The World bank
1 July 2012. The World Bank blamed Bangladesh government for failing to take action against a high-level corruption and cancelled a $1.2 billion loan for a bridge there.
Bangladesh’s Communication Minister Obaidul Quader told reporters in Dhaka today that the World Bank’s decision was like a bolt from the blue and was unfortunate and mysterious.
Royal Canadian Mounted Police arrested last week two former employees of SNC-Lavalin Group Inc., Canada’s largest engineering company, on corruption charges in connection with the bridge project.

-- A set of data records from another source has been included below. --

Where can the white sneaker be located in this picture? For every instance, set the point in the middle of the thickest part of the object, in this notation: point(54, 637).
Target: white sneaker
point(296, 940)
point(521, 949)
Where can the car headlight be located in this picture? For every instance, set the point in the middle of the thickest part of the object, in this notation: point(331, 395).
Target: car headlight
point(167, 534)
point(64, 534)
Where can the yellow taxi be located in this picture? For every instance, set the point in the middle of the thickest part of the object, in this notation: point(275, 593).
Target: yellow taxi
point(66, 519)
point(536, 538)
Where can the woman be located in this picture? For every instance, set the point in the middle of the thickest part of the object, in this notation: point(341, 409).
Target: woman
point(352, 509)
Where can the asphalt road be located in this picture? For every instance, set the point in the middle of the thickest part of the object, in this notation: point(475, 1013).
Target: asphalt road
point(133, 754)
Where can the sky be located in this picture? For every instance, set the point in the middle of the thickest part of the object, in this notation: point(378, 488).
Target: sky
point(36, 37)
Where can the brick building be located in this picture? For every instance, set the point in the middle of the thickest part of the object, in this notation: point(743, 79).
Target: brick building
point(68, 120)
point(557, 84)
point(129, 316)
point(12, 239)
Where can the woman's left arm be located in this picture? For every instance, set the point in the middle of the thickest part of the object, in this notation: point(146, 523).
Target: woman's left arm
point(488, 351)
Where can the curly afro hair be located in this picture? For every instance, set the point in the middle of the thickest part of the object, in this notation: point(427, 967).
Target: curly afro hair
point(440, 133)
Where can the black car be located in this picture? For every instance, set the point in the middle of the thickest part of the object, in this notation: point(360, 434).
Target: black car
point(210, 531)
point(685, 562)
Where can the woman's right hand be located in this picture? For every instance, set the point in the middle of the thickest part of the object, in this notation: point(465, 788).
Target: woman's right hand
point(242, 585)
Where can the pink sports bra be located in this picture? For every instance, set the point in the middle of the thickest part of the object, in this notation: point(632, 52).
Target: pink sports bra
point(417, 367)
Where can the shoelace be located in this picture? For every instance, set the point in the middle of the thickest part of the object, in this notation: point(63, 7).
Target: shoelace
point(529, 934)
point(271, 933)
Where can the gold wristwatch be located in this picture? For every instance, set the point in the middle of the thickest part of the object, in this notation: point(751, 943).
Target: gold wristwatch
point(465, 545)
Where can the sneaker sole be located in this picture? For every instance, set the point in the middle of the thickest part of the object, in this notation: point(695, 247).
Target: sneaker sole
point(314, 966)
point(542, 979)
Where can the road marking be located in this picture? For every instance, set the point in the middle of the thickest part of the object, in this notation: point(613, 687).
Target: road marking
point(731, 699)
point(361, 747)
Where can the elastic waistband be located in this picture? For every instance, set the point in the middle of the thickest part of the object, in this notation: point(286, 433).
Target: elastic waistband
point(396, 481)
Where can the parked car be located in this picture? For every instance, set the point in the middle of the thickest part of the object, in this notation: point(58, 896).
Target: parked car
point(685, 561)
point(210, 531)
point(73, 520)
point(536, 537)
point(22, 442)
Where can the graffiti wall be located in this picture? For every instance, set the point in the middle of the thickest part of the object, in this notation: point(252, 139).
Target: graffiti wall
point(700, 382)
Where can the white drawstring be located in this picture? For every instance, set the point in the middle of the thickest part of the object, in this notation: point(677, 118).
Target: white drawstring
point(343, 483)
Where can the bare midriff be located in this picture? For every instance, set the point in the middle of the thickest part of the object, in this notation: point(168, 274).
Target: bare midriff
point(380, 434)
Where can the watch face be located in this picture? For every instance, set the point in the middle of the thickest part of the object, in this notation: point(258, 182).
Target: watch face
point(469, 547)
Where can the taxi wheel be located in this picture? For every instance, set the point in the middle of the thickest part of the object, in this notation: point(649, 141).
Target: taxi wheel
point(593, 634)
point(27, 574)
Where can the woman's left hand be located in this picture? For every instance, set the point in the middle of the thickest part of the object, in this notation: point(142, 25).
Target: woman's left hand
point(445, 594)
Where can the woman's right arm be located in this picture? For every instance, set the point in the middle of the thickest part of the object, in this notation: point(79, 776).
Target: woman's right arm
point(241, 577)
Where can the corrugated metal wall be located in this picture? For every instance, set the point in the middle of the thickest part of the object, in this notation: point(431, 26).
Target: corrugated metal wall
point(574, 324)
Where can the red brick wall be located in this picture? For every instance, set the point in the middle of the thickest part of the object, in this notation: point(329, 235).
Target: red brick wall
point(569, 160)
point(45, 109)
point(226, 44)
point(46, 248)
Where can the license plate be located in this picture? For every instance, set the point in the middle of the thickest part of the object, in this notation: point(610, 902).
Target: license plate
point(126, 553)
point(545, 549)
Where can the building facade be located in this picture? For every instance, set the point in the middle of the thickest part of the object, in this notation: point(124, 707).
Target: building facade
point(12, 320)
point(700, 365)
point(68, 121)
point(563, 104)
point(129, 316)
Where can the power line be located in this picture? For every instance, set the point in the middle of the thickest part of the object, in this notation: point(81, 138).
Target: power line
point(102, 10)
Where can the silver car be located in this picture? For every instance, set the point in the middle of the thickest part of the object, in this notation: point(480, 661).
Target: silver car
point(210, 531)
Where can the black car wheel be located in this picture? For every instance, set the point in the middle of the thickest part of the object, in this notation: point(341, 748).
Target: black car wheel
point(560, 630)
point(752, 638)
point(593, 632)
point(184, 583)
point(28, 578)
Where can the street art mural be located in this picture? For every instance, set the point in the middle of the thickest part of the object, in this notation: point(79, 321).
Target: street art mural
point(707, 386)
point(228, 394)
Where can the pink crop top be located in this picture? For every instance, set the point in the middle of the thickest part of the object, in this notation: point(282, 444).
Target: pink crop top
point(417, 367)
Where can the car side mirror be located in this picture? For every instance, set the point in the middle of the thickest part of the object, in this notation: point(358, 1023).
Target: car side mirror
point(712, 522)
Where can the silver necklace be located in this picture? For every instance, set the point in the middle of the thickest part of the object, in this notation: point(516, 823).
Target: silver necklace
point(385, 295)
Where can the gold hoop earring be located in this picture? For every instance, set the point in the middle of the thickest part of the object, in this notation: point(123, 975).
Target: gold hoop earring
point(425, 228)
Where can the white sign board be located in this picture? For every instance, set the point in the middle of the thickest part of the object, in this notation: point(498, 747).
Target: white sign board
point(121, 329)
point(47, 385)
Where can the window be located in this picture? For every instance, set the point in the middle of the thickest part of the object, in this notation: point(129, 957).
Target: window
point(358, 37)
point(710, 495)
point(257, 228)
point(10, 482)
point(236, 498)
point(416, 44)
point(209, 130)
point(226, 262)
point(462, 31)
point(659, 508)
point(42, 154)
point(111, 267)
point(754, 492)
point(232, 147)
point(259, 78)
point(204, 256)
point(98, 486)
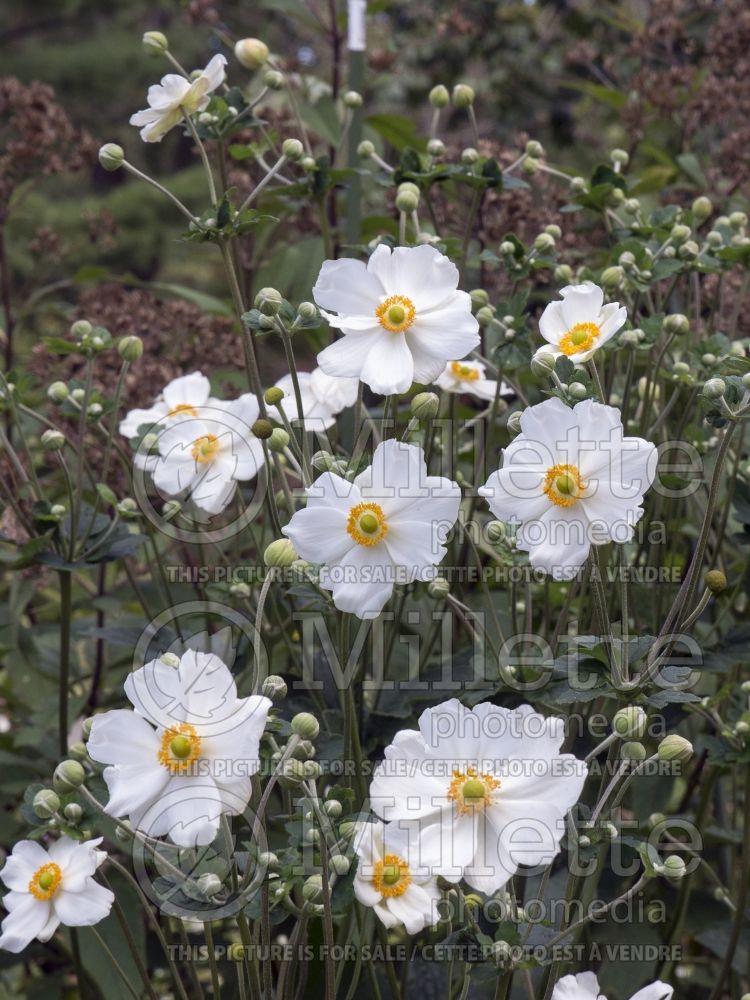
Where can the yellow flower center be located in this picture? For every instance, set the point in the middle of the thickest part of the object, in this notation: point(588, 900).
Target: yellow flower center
point(186, 408)
point(205, 448)
point(367, 524)
point(180, 748)
point(581, 337)
point(471, 791)
point(391, 876)
point(396, 313)
point(465, 372)
point(563, 485)
point(46, 881)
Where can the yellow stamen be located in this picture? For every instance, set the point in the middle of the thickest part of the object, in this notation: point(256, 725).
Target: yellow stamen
point(183, 408)
point(46, 881)
point(180, 748)
point(391, 876)
point(205, 448)
point(581, 337)
point(471, 791)
point(396, 313)
point(367, 524)
point(465, 372)
point(563, 485)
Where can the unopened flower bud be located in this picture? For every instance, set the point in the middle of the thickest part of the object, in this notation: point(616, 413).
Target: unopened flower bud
point(675, 748)
point(425, 405)
point(251, 53)
point(407, 201)
point(630, 722)
point(292, 149)
point(542, 363)
point(279, 554)
point(438, 588)
point(262, 429)
point(46, 803)
point(463, 95)
point(305, 725)
point(155, 43)
point(715, 581)
point(130, 348)
point(633, 751)
point(111, 156)
point(714, 388)
point(68, 775)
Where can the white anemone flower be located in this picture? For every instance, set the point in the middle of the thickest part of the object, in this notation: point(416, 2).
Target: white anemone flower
point(401, 314)
point(585, 986)
point(386, 527)
point(580, 324)
point(182, 397)
point(469, 377)
point(175, 97)
point(488, 789)
point(388, 880)
point(204, 457)
point(570, 480)
point(323, 397)
point(187, 754)
point(51, 887)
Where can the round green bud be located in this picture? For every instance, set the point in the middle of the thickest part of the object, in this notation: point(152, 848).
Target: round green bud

The World Bank on Friday said the case also involves Bangladeshi government officials and private individuals.
The bank said it looked for ways to continue the project because of its importance to the country’s development and was ready to continue financing through a contractor outside of government control in exchange for action from Bangladesh authorities, including putting the suspected public officials on leave until the end of the investigation.
The conditions also included appointment of a special team for the case within the country’s own anti-corruption body and to let a World Bank-appointed panel have access to information on the investigation.
Bangladesh on Sunday asked the World Bank to review its decision to scrap the Padma Bridge loan deal and said that the lending agency’s claim of having “concrete evidence” of a graft plot is “entirely baseless”.
“The World Bank claim of having concrete evidence (of graft) is entirely baseless…Unacceptable,” Finance Minister AMA Muhith told a press briefing at his office this evening, a day after the multilateral lending agency scrapped the USD 1.2 billion credit deal on grounds of “corruption conspiracy”.
“Their (WB) all statements are against possible corruption (and) no donor money was used for the project yet…The government spent Taka 1500 crore from own funds for land acquisition (for the project) amid extreme transparency and nobody complained of anomalies in that process,” Muhith said.
He said the government would now await World Bank to revise its decision as the Bangladesh representative to the Washington-based lending agency initiated a discussion for an amicable settlement of the issue.